Foundational Research Grants (FRG) supports the exploration of foundational technical topics that relate to the potential national security implications of AI over the long term. In contrast to most CSET research, which is performed in-house by our team of fellows and analysts, FRG funds external projects by technical teams. The program aims to advance our understanding of underlying technical issues to shed light on questions of interest from a strategic or policy perspective.
Current areas of interest include:
- AI assurance for general-purpose systems in open-ended domains: Machine learning systems are rapidly becoming larger, more complex, more capable, and more general-purpose. Existing assurance approaches for systems with automated or autonomous capabilities do not appear to be well suited to the kinds of large-scale deep learning systems that are currently being developed and deployed. FRG is interested in whether—and how rapidly—assurance approaches are likely to be developed that are suitable for such systems both now and for the long term.

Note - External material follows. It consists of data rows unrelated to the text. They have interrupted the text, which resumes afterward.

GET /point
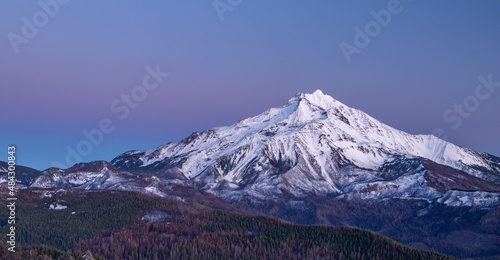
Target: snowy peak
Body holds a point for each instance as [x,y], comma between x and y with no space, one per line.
[319,99]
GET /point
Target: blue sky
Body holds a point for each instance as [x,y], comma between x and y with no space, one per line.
[86,54]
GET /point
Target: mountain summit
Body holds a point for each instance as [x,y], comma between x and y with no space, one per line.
[317,161]
[315,145]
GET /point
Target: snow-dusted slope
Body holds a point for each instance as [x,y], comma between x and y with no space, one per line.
[313,144]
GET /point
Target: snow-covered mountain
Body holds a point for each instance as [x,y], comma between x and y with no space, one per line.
[315,161]
[317,145]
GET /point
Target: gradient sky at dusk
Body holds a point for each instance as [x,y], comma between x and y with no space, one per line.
[65,78]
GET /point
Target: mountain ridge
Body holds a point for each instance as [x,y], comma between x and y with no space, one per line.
[317,161]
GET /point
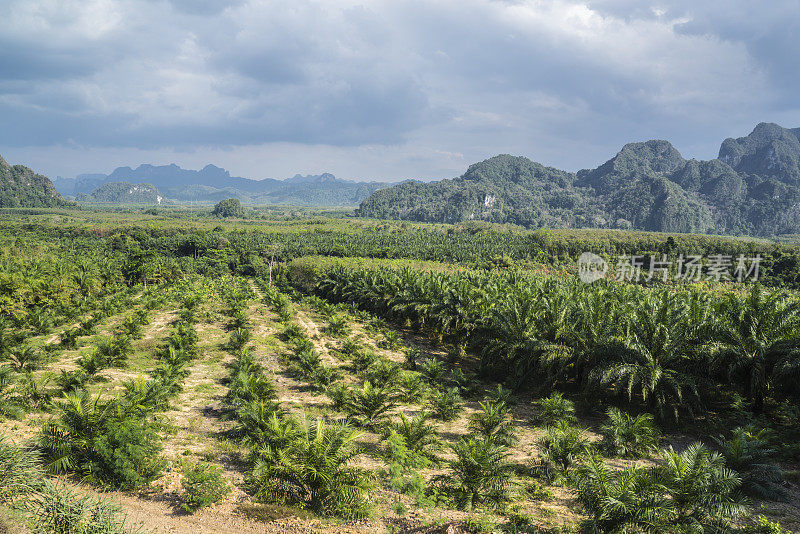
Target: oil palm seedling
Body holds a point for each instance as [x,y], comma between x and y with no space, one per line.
[68,339]
[239,338]
[9,405]
[553,409]
[411,354]
[563,447]
[627,436]
[630,500]
[316,470]
[337,326]
[493,423]
[370,405]
[418,434]
[433,371]
[704,493]
[25,358]
[758,337]
[479,474]
[262,426]
[411,388]
[446,404]
[747,453]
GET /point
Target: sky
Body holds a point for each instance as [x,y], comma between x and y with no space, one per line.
[386,89]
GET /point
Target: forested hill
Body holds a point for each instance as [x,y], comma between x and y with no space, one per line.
[212,184]
[753,187]
[124,193]
[21,187]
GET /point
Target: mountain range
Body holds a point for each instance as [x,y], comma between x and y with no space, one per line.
[212,183]
[21,187]
[752,188]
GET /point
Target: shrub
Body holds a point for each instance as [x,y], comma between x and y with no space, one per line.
[629,437]
[203,485]
[765,526]
[412,389]
[230,207]
[20,472]
[9,407]
[412,354]
[56,509]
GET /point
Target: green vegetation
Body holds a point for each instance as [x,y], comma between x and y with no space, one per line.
[230,207]
[753,188]
[285,360]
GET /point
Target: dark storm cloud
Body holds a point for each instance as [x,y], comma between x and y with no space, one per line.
[565,82]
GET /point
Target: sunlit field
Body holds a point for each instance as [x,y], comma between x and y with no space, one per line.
[164,370]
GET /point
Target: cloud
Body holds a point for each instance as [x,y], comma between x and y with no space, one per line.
[565,82]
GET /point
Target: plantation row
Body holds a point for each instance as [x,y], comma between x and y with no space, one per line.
[692,490]
[670,352]
[156,254]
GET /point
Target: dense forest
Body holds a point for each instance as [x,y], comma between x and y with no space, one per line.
[354,374]
[20,186]
[753,188]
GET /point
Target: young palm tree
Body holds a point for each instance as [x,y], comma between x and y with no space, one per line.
[316,470]
[703,491]
[9,407]
[418,433]
[563,446]
[653,365]
[553,409]
[25,358]
[758,337]
[265,428]
[479,473]
[20,472]
[493,423]
[747,453]
[446,404]
[629,437]
[631,500]
[370,406]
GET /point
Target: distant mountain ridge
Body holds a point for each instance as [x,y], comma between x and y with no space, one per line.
[753,187]
[21,187]
[212,183]
[124,193]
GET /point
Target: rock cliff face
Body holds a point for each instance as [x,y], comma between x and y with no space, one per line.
[124,193]
[21,187]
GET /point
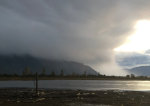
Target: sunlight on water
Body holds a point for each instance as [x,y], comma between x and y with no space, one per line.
[82,84]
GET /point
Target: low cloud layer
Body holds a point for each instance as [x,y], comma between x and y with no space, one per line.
[85,31]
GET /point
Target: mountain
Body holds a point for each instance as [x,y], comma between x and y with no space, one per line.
[140,71]
[133,60]
[10,64]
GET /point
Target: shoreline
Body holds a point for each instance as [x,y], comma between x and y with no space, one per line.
[62,97]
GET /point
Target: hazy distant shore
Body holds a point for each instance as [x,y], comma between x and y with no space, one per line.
[53,97]
[69,78]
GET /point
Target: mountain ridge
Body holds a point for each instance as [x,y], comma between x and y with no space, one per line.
[16,64]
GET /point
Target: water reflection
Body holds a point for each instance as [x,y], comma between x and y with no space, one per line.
[82,84]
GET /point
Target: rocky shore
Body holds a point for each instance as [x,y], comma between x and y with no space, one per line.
[53,97]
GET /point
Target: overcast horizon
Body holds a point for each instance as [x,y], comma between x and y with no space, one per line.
[91,32]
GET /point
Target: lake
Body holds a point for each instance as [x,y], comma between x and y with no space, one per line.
[82,84]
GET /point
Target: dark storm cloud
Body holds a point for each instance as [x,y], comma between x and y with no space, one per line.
[86,31]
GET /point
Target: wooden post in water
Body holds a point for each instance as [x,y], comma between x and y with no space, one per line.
[36,83]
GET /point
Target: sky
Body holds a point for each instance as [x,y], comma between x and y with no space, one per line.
[85,31]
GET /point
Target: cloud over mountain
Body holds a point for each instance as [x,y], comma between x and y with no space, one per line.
[85,31]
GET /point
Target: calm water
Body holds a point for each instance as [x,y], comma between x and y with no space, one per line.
[82,84]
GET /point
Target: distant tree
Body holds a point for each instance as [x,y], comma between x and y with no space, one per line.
[27,71]
[132,76]
[85,74]
[127,76]
[62,73]
[43,73]
[53,74]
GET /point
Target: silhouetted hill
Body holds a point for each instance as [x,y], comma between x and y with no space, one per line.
[10,64]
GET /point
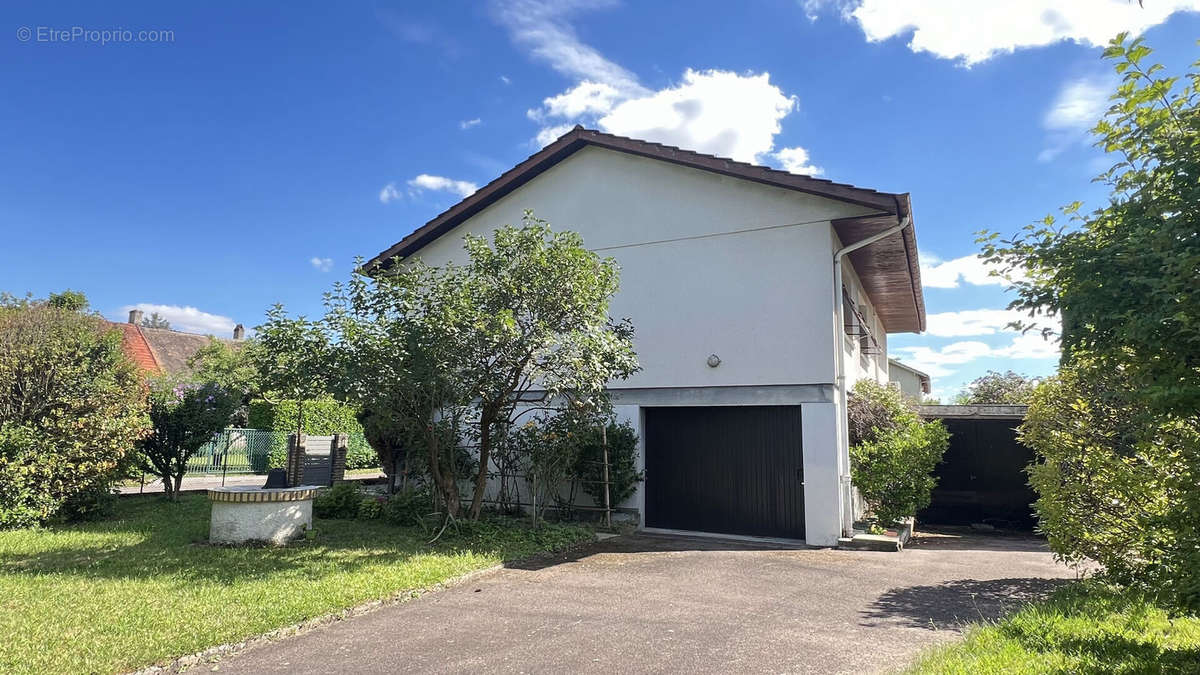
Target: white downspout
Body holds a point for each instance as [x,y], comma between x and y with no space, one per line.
[843,432]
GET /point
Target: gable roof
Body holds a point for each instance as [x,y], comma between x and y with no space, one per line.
[889,269]
[161,351]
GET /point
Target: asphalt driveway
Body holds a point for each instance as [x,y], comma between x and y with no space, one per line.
[653,604]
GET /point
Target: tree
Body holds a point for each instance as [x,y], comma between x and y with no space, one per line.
[184,416]
[893,453]
[71,406]
[439,357]
[1123,278]
[69,299]
[291,358]
[1116,483]
[155,321]
[1120,424]
[1005,388]
[233,369]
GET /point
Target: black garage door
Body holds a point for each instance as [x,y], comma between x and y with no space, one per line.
[729,470]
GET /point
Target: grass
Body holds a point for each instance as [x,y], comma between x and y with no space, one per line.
[1085,627]
[142,587]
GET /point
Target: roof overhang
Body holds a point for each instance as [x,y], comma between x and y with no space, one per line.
[888,269]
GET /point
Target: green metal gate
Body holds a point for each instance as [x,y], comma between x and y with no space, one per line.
[237,451]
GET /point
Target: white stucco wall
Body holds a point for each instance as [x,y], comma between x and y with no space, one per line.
[708,264]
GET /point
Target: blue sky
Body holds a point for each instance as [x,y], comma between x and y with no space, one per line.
[246,155]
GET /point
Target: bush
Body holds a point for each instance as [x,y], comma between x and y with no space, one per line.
[894,453]
[370,508]
[185,417]
[71,406]
[322,417]
[341,501]
[1116,483]
[623,475]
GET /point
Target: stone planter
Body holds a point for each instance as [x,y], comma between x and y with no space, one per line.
[246,514]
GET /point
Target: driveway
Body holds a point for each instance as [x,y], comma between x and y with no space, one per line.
[653,604]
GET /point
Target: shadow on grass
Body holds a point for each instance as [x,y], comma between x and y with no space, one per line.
[153,537]
[954,604]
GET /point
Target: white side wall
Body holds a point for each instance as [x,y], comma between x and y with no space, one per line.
[709,264]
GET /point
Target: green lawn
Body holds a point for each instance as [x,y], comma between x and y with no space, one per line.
[1083,628]
[142,587]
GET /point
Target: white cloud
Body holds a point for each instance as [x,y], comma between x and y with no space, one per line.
[1077,108]
[971,322]
[971,31]
[796,160]
[544,28]
[585,99]
[442,184]
[389,192]
[547,135]
[186,318]
[936,273]
[940,362]
[717,112]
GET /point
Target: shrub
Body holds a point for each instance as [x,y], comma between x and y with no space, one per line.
[341,501]
[623,475]
[71,406]
[322,417]
[185,416]
[1116,482]
[370,508]
[894,453]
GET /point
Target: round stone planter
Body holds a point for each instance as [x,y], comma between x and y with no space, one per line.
[245,514]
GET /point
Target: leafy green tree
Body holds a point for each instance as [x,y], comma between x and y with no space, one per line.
[439,357]
[232,368]
[892,453]
[1006,388]
[184,416]
[1123,278]
[291,357]
[69,299]
[71,406]
[1120,423]
[1117,482]
[155,321]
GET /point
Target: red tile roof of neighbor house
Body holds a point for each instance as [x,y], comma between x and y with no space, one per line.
[137,348]
[157,351]
[888,269]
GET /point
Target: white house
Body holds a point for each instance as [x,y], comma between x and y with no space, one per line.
[748,329]
[909,380]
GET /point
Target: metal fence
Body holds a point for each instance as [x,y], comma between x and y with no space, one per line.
[237,451]
[253,451]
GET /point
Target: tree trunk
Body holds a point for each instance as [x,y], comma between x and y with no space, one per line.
[485,447]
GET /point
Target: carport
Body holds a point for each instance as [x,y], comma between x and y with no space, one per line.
[982,476]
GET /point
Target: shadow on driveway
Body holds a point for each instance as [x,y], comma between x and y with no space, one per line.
[953,604]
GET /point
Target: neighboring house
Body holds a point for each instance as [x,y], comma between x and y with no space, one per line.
[909,380]
[747,330]
[161,351]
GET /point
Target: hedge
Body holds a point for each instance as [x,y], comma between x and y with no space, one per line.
[322,417]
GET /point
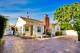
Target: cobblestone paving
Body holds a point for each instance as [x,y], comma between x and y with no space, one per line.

- Hardware-based mechanisms for governing AI: Access to computing power is an important factor in which entities can train and run cutting-edge AI systems. Some have speculated that this could make AI chips a promising lever in governing the development and deployment of AI. FRG is interested in exploring the technical feasibility of specific proposals along these lines.
- AI security and nonproliferation: As AI systems become more capable, it will be important that their developers are able to prevent unauthorized actors from accessing or using them. FRG is interested in supporting work that could make this more feasible.
FRG grantees include:
- Anthony Corso and Mykel Kochenderfer at Stanford University, for work on the progress and outlook for the reliability of AI systems; and
- The Python Software Foundation, for work to improve security incident reporting infrastructure for the Python Package Index.
- OpenMined, for work supporting the Christchurch Call Initiative on Algorithmic Outcomes.
Open calls for research ideas:
- AI assurance for general-purpose systems in open-ended domains: full details [PDF]
- Expressions of interest for this call are now closed.
FRG is directed by Helen Toner, with support from Andrea Guerrero.